Sel A-5 Lapas Cebongan digunakan tahanan baru

lembaga pemasyarakatan kelas iib cebongan, kabupaten sleman, daerah istimewa yogyakarta sudah menggunakan lagi ruagan sel a-5 anggrek yang menjadi info penembakan pada empat tahanan polda daerah istimewa yogyakarta pada sabtu (23/3).

setelah dihilangkan serta dicat ulang, sel a-5 sudah mulai digunakan dulu untuk menampung tahanan. cuma saja kini diisi melalui tahanan masih. sementara 31 tahanan dan melihat segera penembakan kepada empat tersangka pelaku pengeroyokan juga pembunuhan anggota kopassus dipindahkan ke sel dan lain, papar kepala bagian tata upaya-upaya juga humas lembaga pemasyarakatan (lapas) kelas iib sleman aris bimo, minggu.

menurut dia, sebelumnya pihak lapas cebongan dan menawarkan kepada 31 tahanan itu apakah mereka mau tetap selama sel a-5 serta pindah dalam ruangan lain.

hanya satu--dua tahanan berlalu yang berani dan atas permintaan sendiri supaya tetap terserah selama sela a-5, dan lainnya minta untuk dipindah ke sel lain, katanya.

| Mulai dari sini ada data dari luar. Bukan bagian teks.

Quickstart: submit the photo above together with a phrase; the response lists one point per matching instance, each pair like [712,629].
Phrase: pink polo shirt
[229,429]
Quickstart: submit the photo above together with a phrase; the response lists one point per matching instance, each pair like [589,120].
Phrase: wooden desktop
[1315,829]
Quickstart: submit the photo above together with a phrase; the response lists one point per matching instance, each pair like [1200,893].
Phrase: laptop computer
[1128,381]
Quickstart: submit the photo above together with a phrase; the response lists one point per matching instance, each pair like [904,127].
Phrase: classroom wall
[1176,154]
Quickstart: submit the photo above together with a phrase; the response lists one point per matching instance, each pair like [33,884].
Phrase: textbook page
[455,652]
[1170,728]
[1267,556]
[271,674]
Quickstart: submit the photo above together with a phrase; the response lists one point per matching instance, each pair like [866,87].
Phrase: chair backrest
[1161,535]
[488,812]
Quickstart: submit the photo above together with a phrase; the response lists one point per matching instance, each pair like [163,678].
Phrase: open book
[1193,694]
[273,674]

Baca Juga: Jam Tangan Murah - Jual Jam Tangan Murah - Jual Jam Tangan Online

ia menyampaikan, hampir seluruh tahanan yang sebelumnya ada selama sela a-5 mengalami trauma serta ketakutan sesudah insiden penyerangan dan penembakan pada empat tahanan titipan polda diy dan dilakukan grup bersenjata api.

sebagian besar mereka trauma, ketika ini mereka baru membeli bimbingan dan pendampingan untuk menghilangkan trauma. kami sengaja bekerjasama dengan psikolog universitas gadjah mada agar mendampingi mereka, ujarnya.

aris mengatakan, agar tinggal pulih dibandingkan trauma yang dialami diperlukan masa dan berbeda-beda sebab semua tahanan punya kejiwaan yng berbeda-beda.

yang detail tahanan dan sebelumnya pada sel a-5 ketika ini bergabung melalui sel napi yang lainnya karena mereka masih cemas kembali pada sel a-5, ujarnya.

ia mengatakan, kondisi sel a-5 sendiri saat ini sudah berubah, tembok sudah dicat dengan warna yang beda, kasur serta karpet telah diganti dengan dan masih.

sel a-5 telah diisi dengan tahanan titipan masih sejak beberapa hari lalu. karena tahanan yang baru tak melihat pembantaian dengan demikian mereka tak begitu takut, ujarnya.